The bill, to be introduced on Tuesday by Senator Patrick Leahy of Vermont, chairman of the Judiciary Committee, is a significant improvement over the halfhearted measure passed by the House in May. That legislation was notable for putting even Republicans on the record in opposition to the broad domestic spying efforts of the intelligence agencies, but its final version was watered down at the insistence of the White House.
Whatever happened that made our representatives in Congress to fundamentally change our nation’s laws from presumed innocent until proven guilty, to presumed guilty until proven innocent, needs to be changed back.

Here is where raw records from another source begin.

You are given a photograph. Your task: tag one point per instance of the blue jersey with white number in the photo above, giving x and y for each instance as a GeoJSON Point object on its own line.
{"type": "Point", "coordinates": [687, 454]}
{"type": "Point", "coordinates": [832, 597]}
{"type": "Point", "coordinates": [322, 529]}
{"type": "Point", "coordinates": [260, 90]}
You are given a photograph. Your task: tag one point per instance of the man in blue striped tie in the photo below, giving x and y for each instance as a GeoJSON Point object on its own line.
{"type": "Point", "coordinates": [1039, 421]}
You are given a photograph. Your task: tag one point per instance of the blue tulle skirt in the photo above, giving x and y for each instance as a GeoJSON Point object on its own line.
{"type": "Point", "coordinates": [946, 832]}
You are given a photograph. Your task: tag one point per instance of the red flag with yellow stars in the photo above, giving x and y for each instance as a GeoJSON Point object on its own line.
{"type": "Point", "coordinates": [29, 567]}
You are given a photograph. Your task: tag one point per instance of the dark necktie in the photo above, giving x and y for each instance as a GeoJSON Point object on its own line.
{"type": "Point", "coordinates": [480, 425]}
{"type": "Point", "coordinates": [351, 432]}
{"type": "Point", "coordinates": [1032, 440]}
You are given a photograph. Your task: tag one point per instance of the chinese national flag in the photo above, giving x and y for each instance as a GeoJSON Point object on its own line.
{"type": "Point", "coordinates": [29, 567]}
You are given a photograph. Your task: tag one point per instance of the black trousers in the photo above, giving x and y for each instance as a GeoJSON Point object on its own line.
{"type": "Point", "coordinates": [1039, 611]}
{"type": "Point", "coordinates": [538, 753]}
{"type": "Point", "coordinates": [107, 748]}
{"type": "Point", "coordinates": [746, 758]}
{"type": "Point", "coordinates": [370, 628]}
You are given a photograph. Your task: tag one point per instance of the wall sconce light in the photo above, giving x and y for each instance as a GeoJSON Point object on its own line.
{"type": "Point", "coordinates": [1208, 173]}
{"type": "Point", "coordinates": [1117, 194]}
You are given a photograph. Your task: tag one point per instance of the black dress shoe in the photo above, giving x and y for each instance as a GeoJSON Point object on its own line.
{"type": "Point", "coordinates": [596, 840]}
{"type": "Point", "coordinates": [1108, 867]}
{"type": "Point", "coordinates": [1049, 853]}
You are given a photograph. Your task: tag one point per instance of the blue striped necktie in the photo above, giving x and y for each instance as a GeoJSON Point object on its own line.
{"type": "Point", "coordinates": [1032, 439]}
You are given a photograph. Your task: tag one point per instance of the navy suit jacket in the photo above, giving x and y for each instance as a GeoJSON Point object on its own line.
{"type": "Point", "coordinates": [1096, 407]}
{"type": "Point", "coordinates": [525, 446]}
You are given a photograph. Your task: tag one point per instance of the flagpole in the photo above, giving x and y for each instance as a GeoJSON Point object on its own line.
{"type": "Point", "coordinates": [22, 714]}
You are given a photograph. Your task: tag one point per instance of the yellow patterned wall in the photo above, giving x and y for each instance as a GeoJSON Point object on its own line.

The idea that it is OK to rifle through everyone’s private data – not only phone records – in order to discover pre-crime, is not only unethical and illogical, but goes against everything our nation was founded on.
The data collection doesn’t begin and end with our phone records but extends to all internet traffic, bugs inserted into operating system and hardware code and who knows what else the geniuses at the NSA have thought up over the years. The data collection doesn’t stop at our borders but practically extends to the entire world, heads of state included.
There are ways to conduct intelligence. There are ways to conduct foreign policy. There are ways to catch criminals. What we’ve been doing isn’t the right way. It’s Orwell on steroids.
The Senate bill doesn’t go nearly far enough. The entire premise upon which the work of the NSA is founded needs to be repealed. Anything less is anti-Democratic and un-American.